Ni siquiera el bueno de don Andrés se atrevió, y eso que aquel nombre resonaba en la iglesia, desde el altar a los últimos bancos, donde se sentaban los más jóvenes, los primos que pronto serán médicos, los niños que nunca irán a misa. Y al salir corrimos al restaurante, las solapas levantadas, el viento sacudiendo los paraguas, saludando con un gesto rápido a algún vecino que sonreía porque sabía que ella nos había reunido de nuevo.

En disposición perfecta, las mesas se organizan por edades. Entonces me veo en otros comedores mezclando posos de coñac y sobres de azúcar y los años me parecen un viaje de sillas, cada encuentro una silla más cerca de la cabecera, donde los hijos se han quitado la americana y se burlan unos de otros, esos hijos que sin darse cuenta se han vuelto abuelos y, acalorados por el vino, abren regalos y discuten.

Afuera ha dejado de llover y nos apretamos para una fotografía, siempre al lado de la Caracocha, el roble viejo de las ocasiones importantes.
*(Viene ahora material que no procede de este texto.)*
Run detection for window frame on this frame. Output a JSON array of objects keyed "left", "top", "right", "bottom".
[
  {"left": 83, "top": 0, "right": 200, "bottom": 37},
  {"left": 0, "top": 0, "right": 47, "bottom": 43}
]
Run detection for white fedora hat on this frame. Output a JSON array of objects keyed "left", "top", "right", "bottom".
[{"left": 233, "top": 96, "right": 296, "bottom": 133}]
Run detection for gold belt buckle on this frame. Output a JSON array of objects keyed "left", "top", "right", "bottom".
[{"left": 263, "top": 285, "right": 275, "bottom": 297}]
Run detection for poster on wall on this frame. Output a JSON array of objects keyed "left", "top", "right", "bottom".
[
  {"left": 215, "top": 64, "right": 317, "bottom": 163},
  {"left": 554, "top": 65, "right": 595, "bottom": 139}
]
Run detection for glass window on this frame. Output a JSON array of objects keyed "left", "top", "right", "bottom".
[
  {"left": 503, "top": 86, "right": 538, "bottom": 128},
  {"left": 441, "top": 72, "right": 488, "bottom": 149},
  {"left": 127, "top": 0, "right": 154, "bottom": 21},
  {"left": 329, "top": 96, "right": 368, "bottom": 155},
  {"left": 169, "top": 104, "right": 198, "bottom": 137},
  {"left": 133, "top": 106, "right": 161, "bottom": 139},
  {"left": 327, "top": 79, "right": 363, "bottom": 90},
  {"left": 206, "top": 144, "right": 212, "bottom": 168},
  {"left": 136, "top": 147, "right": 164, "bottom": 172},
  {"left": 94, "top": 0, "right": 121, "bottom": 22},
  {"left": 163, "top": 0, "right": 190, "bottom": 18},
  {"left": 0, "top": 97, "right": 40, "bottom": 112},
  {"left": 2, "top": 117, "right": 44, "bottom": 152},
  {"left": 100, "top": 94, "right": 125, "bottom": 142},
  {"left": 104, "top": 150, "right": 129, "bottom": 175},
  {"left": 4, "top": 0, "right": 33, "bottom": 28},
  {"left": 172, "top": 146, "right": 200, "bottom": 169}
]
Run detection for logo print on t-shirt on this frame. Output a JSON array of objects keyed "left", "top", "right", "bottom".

Alguien dice que está enfermo, que vendrán a fumigarlo, pero cuánto tiempo lleva enfermo, tan moribundo y superviviente como el pueblo mismo, con su corteza arrugada y sus anillas de memoria, escuchando como nos despedimos.

El reloj del ayuntamiento sigue parado, han colocado un merendero al lado de la fuente. Todos prometemos volver pronto, quizá en verano. En el coche alcanzamos la última curva desde la que se ve el monasterio, aburrido de mirar siempre al mismo río, a la sombra de una sierra pelada, en un valle de abedules y musgo, y nosotros conduciendo en silencio, con un nombre acompañándonos a todos, ese nombre que nos dice volved, aquí os espero.

[Texto publicado en el suplemento Estela de Faro de Vigo el domingo, 19 de enero de 2020]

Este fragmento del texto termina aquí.